Dan nyatanya aku memang tidak perlu khawatir. Dengan cepat ibu sudah menguasai motor matic-nya. Ibu memang sigap dan cepat belajar. Ah, hidup memang berputar. Dulu ayah yang membonceng ibu, sekarang ibu yang memboncengkan ayah.
Dan usia ibu 60 tahun ketika mengabarkan aku bahwa beliau sekarang belajar menyetir mobil. Belajar menyetir mobil untuk pertama kalinya. Kenapa? Ya, kenapa tidak? Ayah kini tak lagi bisa dibonceng dengan motor. Bukan saja karena beliau kehilangan salah satu jempol kakinya akibat penyumbatan pembuluh darah yang parah dikaki, tapi juga karena otot ayah memendek dan kaku, sehingga tak lagi bisa digunakan untuk berjalan. Ayahku berteriak kesakitan ketika perawat mencoba meluruskan kakinya dalam sesi fisioterapi. Ayahku, yang biasanya sangat tabah dan tak pernah mengeluhkan rasa nyeri yang dideritanya selama sakit, walau nyeri itu membuatnya tak bisa tidur berminggu-minggu hingga semakin menurunkan kondisinya. Teriakan itu menghantam hati ibuku dan membuatnya lemas dan gemetar. Tahulah ibu, ayah tak lagi bisa berjalan. Tak lagi bisa dibonceng di atas motor. Dan ibuku memutuskan untuk belajar menyetir, agar bisa mengantar ayah kemana-mana dengan mobilnya. Seperti hari itu, setelah memarkir mobil di halaman rumah sakit, ibu turun dari mobilnya, membuka bagasi, mengeluarkan kursi roda, membuka lipatannya, mendorongnya ke sisi kiri mobil, membuka pintu depan kiri mobil, lalu membantu ayahku keluar dari mobil dan duduk di kursi rodanya. Orang-orang yang melihat langsung tergopoh-gopoh mendekat hendak menolong. “Nenek, kenapa ga bilang-bilang kalau bawa kakek? Biar kami bantu,” kata mereka. Ibuku hanya tertawa.

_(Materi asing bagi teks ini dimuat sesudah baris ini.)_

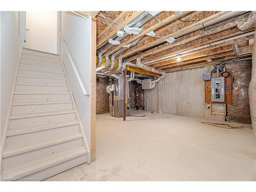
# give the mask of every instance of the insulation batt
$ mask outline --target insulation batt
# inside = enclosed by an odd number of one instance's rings
[[[251,123],[248,89],[251,81],[251,60],[226,64],[232,74],[232,104],[228,105],[228,118],[231,121]]]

Dan begitulah, orang-orang di kota kecil kami, yang nyaris mengenal semua penduduk kotanya, kemudian terbiasa melihat ibuku bepergian dengan mobil sedannya, dengan ayahku disampingnya. Pemilik toko, petugas rumah sakit, polisi lalulintas, mejadi hapal dengan ibuku. Ibuku, yang belajar menyetir pertama kali di usianya yang ke-60. Ibuku, yang tetap menyetir walau lututnya nyeri karena pengeroposan tulang mulai menyerang. Ibuku, yang selalu bersemangat dalam belajar dan bekerja. Cinta dan do’a kami untuk ibu selalu.